Say your email address is email@example.com. When this gets passed to Tableau, Tableau breaks it apart and tries to sign in as contoso.com\jon.doe. If jon.doe is your username/SAMAccountName and your domain is known internally as contoso.com, then that’s great. However, if your username is actually jdoe and your internal domain is fabrikam.com, this is going to fail with a vizportal error like this:
2017-12-14 10:26:40.253 -0500 (,,,) catalina-exec-4 : INFO com.tableausoftware.domain.user.saml.SAMLExtendedProcessingFilter – Using domain contoso.com extracted from email in saml response for username firstname.lastname@example.org
2017-12-14 10:26:40.253 -0500 (,,,) catalina-exec-4 : INFO com.tableausoftware.domain.user.saml.SAMLExtendedProcessingFilter – Using fully qualified username contoso.com\jon.doe from saml response
2017-12-14 10:26:40.253 -0500 (,,,) catalina-exec-4 : INFO com.tableausoftware.domain.user.saml.SAMLExtendedProcessingFilter – SAML IDP login was successful, proceeding to create session for username : contoso.com\jon.doe authUserId : Optional.absent() displayName : Optional.absent() email : Optional.of(email@example.com) logoutSupported : true on provided target site Optional.absent()
2017-12-14 10:26:41.563 -0500 (,,,) catalina-exec-4 : ERROR com.tableausoftware.domain.user.saml.SAMLExtendedProcessingFilter – SAML Authentication Failed, please contact the administrator.

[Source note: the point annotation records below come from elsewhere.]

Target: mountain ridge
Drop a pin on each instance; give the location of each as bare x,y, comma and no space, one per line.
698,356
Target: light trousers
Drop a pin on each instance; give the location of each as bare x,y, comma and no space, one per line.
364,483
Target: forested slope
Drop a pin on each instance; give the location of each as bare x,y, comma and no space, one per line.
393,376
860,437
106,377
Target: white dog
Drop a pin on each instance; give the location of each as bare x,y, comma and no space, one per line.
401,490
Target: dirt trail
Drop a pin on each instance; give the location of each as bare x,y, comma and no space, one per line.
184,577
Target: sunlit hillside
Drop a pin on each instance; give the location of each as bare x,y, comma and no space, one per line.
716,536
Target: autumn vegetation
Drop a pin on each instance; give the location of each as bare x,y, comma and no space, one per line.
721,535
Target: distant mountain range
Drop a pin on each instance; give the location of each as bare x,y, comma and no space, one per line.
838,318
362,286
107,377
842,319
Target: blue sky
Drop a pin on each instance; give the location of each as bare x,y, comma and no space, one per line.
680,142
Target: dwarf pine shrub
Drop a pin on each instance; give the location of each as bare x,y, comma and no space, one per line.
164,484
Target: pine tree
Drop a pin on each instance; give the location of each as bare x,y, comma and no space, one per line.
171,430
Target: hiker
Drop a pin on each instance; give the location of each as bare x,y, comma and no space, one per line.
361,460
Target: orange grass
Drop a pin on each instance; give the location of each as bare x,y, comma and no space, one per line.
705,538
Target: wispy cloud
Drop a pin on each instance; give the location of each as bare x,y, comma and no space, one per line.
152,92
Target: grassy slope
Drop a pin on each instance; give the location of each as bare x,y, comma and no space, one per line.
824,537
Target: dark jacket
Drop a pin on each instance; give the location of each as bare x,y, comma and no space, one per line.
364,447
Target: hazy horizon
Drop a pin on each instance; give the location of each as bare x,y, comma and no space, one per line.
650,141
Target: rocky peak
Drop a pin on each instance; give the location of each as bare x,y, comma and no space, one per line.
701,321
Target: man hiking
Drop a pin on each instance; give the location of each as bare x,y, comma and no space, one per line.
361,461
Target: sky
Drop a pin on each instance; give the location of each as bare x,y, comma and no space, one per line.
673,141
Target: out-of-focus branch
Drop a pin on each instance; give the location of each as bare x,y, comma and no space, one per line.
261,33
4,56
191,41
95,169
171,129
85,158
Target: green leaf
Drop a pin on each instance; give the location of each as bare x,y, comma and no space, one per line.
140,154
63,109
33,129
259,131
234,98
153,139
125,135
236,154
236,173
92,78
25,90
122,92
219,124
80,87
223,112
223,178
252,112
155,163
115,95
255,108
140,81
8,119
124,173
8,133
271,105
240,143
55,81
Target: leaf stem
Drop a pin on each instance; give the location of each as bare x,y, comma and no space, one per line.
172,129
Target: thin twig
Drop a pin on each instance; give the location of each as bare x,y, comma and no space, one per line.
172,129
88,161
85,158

Fortunately, you still have a couple easy options. First, if your UserPrincipalName uses your standard fabrikam.com domain, rather than something like finance.fabrikam.com, you could map that to the “email” attribute. Alternatively, you could just map SAMAccountName to the “email” attribute. If Tableau doesn’t see an “@” symbol in the email, it will simply pass the username along as-is. Problem solved.
I plan to raise this with Tableau support. It could be that I’ve got something wrong or need to update (yes, I do, but I haven’t seen this mentioned as a known issue/bug fix). But, if you need to move past this quickly, perhaps these tips will help. Good luck!